Queen Elizabeth II met with Chinese Premier Li Keqiang
and his wife in London Tuesday. However, British media had previously claimed it was the Chinese side who required a meeting with the Queen. In their reports, whether the Queen would grant an audience with Li seemed to become a bargaining chip for London. Diplomats might break out into laughter at such rhetoric. This hype only serves to reflect the narrow-mindedness of the British media and even the whole of its society. The once-powerful British Empire must now resort to such trickery to manifest its pride.
Anyone with a common sense of diplomacy understands fine-tuning of itinerary details are a necessity in high-level state visits. It is completely normal and proper for the Chinese Premier to meet with the British Queen, who should make her own contribution to the success of this diplomatic event. The British media are unprofessional by speculating over the negotiation process.
For China, Premier Li's final travel itinerary is in full conformity with the significance of his visit. Designing such an agenda was quite simple for Beijing. It is London that conceives they could utilize different options to express its opinions. However, China will pay no heed to all this.

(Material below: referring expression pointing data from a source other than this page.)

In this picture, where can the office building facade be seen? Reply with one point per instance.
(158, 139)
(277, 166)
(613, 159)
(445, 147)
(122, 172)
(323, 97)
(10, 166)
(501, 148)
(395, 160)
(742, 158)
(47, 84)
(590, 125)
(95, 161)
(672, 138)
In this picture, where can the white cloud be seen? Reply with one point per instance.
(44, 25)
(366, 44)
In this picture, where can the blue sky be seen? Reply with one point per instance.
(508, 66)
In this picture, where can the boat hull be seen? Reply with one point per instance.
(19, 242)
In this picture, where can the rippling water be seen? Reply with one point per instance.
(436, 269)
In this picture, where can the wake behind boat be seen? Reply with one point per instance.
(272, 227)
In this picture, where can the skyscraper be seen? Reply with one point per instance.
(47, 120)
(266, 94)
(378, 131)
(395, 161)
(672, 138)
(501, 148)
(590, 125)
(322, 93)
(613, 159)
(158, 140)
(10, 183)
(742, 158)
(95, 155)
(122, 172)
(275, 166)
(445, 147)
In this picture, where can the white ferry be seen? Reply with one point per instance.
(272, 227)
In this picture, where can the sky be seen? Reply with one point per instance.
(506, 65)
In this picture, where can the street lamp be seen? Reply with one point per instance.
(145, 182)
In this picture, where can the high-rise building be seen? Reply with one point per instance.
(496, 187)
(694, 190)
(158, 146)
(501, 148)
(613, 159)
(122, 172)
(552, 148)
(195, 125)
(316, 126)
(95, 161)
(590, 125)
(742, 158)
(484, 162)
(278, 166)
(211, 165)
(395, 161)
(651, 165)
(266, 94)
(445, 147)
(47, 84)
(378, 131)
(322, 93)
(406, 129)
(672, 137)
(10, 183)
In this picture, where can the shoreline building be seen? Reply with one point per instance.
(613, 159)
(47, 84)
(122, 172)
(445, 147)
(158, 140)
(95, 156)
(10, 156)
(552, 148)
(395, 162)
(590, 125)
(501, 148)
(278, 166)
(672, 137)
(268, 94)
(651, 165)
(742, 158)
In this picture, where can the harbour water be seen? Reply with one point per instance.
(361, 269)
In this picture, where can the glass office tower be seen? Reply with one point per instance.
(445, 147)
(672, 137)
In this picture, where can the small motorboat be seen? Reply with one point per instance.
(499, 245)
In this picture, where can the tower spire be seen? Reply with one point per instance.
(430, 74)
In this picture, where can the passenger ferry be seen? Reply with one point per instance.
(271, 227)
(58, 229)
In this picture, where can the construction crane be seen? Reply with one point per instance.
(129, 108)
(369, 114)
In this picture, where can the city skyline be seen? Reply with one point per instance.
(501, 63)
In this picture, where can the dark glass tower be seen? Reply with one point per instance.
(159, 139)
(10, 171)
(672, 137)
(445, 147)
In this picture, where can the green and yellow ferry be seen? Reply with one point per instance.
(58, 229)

British public opinion remains prejudiced against China and highly expects to embrace an opportunity to prove that it is superior compared with the emerging nation. Nevertheless, engaging in economic cooperation with Beijing is in its practical interests. Whenever Chinese and British leaders meet with each other, the British media habitually hypes China's human rights and calls on the British government not to sell its soul in exchange for Beijing's trade pacts.

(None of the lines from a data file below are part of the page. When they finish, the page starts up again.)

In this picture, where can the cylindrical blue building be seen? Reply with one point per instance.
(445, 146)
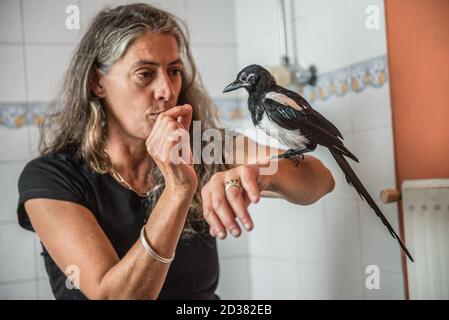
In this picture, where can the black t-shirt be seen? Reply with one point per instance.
(121, 214)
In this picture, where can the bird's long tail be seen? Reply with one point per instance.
(352, 179)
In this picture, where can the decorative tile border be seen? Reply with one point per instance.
(355, 78)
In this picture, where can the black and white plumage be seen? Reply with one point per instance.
(288, 117)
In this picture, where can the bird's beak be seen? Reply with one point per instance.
(233, 86)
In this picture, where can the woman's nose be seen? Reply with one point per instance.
(164, 88)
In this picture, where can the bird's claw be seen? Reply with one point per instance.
(290, 154)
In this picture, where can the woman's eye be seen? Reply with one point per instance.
(175, 72)
(144, 75)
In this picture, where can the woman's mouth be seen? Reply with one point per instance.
(154, 114)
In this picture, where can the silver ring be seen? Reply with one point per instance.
(233, 183)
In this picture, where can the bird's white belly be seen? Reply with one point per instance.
(291, 138)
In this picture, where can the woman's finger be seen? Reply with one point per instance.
(182, 114)
(249, 183)
(223, 210)
(235, 198)
(211, 218)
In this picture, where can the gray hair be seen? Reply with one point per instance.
(78, 119)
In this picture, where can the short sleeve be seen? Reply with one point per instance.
(50, 177)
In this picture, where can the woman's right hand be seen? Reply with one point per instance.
(169, 136)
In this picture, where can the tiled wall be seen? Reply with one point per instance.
(34, 49)
(317, 251)
(322, 250)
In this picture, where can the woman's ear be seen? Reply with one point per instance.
(95, 86)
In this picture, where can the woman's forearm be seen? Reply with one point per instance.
(304, 184)
(138, 275)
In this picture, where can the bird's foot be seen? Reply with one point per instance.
(292, 155)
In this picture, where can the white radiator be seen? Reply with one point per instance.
(426, 221)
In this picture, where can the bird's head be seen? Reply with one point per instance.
(252, 77)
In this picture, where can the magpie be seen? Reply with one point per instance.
(289, 118)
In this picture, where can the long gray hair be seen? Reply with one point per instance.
(78, 120)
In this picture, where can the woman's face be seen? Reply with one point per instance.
(145, 80)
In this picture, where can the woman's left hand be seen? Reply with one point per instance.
(221, 207)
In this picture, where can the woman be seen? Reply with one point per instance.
(105, 197)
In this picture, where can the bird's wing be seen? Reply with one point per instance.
(352, 179)
(291, 118)
(314, 115)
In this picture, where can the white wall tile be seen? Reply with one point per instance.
(275, 279)
(275, 232)
(256, 51)
(370, 109)
(217, 66)
(17, 252)
(365, 43)
(337, 111)
(255, 20)
(40, 265)
(311, 231)
(315, 282)
(328, 44)
(14, 143)
(346, 283)
(379, 247)
(343, 233)
(211, 21)
(46, 66)
(307, 7)
(9, 175)
(374, 148)
(45, 21)
(391, 287)
(18, 291)
(10, 21)
(233, 247)
(12, 83)
(234, 282)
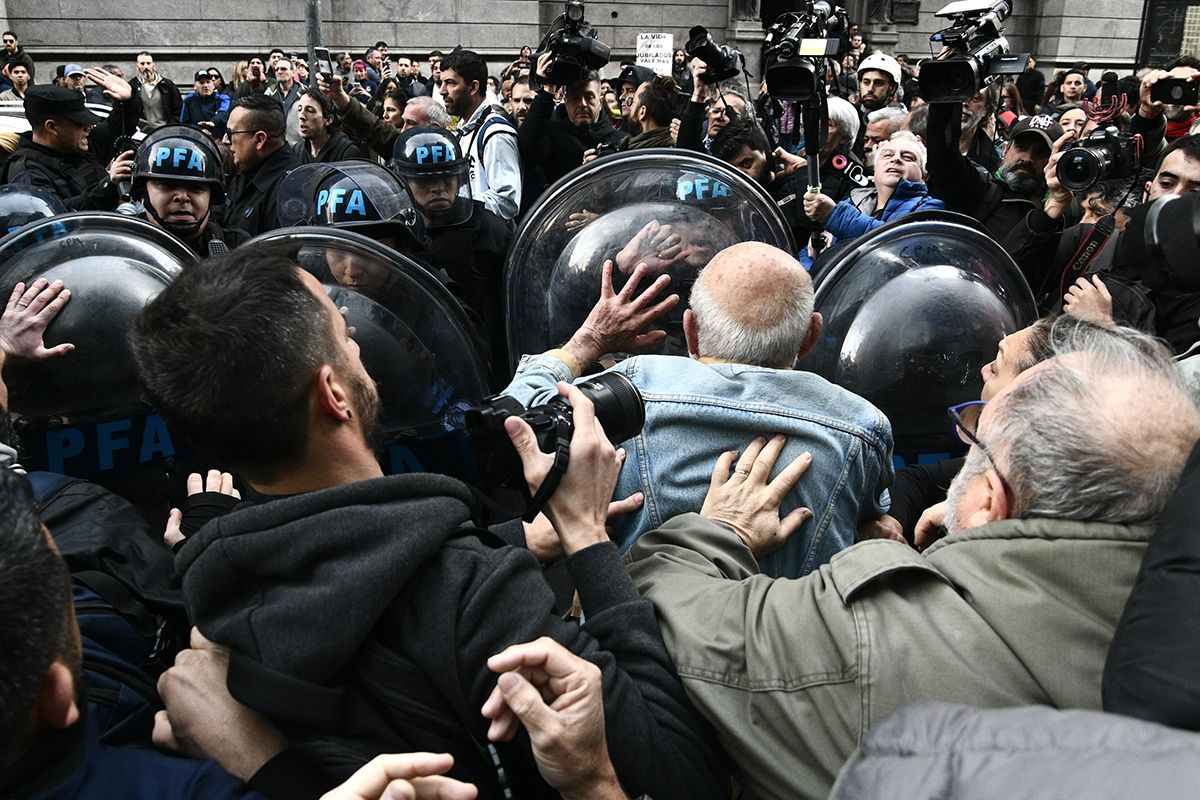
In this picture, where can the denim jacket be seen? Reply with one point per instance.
(695, 411)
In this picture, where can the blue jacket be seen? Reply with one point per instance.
(695, 411)
(849, 221)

Britain's national strength cannot be placed in the same rank as China now, a truth difficult to accept for some Britons who want to stress their nobility. If they refuse to recognize this fact and find fault with China on purpose, even at the cost of bilateral relations, they will not find any mental comfort. Chinese society is more and more relaxed in dealing with Sino-UK ties, while the British could not be pettier.

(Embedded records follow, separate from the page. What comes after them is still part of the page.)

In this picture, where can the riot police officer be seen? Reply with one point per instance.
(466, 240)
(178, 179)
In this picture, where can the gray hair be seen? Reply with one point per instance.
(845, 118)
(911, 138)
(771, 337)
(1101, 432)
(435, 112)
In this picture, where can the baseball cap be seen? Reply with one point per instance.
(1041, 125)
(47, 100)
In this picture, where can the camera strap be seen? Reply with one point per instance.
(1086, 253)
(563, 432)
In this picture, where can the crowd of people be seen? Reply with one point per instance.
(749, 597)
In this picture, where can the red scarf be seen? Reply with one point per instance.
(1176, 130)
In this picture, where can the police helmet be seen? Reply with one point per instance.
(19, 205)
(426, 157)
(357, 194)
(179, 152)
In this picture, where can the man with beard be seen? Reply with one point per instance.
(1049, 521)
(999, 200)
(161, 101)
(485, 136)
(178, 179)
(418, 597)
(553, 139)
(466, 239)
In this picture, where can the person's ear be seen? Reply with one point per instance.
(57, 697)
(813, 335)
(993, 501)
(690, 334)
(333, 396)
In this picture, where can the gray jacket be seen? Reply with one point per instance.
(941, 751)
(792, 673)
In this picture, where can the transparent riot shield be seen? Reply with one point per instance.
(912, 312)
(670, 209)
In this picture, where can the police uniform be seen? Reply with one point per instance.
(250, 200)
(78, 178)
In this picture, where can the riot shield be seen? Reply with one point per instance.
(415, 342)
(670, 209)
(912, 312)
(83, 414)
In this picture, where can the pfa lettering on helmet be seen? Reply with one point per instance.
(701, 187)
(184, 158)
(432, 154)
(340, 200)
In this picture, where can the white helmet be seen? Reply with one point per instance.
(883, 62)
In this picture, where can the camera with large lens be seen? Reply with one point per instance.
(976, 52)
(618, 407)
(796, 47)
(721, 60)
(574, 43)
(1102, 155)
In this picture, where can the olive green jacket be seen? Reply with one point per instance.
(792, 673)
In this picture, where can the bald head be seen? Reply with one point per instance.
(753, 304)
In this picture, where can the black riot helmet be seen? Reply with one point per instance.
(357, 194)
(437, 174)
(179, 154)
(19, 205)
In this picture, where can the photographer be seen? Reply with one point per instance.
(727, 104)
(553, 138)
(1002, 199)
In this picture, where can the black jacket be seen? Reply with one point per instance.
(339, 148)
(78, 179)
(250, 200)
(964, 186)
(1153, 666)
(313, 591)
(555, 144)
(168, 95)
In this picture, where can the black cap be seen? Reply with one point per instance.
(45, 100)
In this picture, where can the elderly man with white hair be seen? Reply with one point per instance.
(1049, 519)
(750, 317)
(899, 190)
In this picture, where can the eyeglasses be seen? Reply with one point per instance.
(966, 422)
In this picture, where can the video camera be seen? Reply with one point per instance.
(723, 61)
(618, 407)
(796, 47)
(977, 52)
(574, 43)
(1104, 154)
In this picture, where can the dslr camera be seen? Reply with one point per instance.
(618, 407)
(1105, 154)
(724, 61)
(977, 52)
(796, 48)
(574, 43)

The Chinese public has a simple attitude toward the China-UK relationship in which national interests are the decisive factor. As an important European country, a positive bilateral relationship outweighs a negative one. There is no extra sentiment involved. But to us, British society attaches much more emotion when it comes to engagement with China, such as sense of pride and national dignity.
Perhaps Chinese people should forgive Britain's confusing sentiment. A rising country should understand the embarrassment of an old declining empire and at times the eccentric acts it takes to hide such embarrassment. Diplomacy has to be based on realistic recognition of the two countries' power. No matter for China or the UK, it will be tiring if they try to distort this reality.